Luo Zhen, Che Jingping, Ji Fan
School of Artificial Intelligence, Zhoukou Normal University, Zhoukou, Henan, China.
PLoS One. 2025 Jun 11;20(6):e0325660. doi: 10.1371/journal.pone.0325660. eCollection 2025.
Chinese Medical Named Entity Recognition (CMNER) seeks to identify and extract medical entities from unstructured medical texts. Existing methods often depend on single-modality representations and fail to fully exploit the complementary nature of different features. This paper presents a multimodal information fusion-based approach for medical named entity recognition, integrating a hybrid attention mechanism. A Dual-Stream Network architecture is employed to extract multimodal features at both the character and word levels, followed by deep fusion to enhance the model's ability to recognize medical entities. The Cross-Stream Attention mechanism is introduced to facilitate information exchange between different modalities and capture cross-modal global dependencies. Multi-Head Attention is employed to further enhance feature representation and improve the model's ability to delineate medical entity boundaries.
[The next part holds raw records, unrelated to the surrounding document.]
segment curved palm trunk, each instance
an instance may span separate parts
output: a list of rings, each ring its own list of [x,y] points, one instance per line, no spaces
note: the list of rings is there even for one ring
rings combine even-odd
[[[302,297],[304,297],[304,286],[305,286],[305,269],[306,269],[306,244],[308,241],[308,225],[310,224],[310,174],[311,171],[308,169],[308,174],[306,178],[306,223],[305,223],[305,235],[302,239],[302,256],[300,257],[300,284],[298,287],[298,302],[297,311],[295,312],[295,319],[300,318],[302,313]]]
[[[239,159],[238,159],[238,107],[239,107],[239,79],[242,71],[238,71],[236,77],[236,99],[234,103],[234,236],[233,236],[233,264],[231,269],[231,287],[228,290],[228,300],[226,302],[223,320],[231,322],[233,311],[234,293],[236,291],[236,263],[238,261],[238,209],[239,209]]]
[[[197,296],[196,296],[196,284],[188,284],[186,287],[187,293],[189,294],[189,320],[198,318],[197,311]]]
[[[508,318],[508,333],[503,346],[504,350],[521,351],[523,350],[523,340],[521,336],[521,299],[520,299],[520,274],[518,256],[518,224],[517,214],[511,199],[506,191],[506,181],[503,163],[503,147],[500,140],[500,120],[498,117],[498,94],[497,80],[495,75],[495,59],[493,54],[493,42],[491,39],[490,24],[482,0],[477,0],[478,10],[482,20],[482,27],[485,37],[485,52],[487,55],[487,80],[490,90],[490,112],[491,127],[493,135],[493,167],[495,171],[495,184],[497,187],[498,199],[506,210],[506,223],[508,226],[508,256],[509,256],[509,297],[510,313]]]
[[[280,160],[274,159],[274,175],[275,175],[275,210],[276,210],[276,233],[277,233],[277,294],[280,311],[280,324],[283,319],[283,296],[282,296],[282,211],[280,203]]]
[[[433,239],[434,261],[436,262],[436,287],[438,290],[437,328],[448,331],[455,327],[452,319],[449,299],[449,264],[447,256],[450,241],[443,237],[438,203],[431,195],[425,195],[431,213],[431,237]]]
The Conditional Random Field (CRF) layer is used for decoding, ensuring global consistency in entity predictions and thereby enhancing recognition accuracy and robustness. The proposed method achieves F1 scores of 65.26%, 80.31%, and 86.73% on the CMeEE-V2, IMCS-V2-NER, and CHIP-STS datasets, respectively, outperforming other models and demonstrating significant improvements in medical entity recognition accuracy and multiple evaluation metrics.
中文医学命名实体识别(CMNER)旨在从非结构化医学文本中识别和提取医学实体。现有方法通常依赖于单模态表示,无法充分利用不同特征的互补性。本文提出了一种基于多模态信息融合的医学命名实体识别方法,集成了混合注意力机制。采用双流网络架构在字符和单词级别提取多模态特征,然后进行深度融合以增强模型识别医学实体的能力。引入跨流注意力机制以促进不同模态之间的信息交换并捕捉跨模态全局依赖性。采用多头注意力进一步增强特征表示并提高模型描绘医学实体边界的能力。条件随机场(CRF)层用于解码,确保实体预测的全局一致性,从而提高识别准确性和鲁棒性。所提出的方法在CMeEE-V2、IMCS-V2-NER和CHIP-STS数据集上分别取得了65.26%、80.31%和86.73%的F1分数,优于其他模型,并在医学实体识别准确性和多个评估指标上显示出显著提高。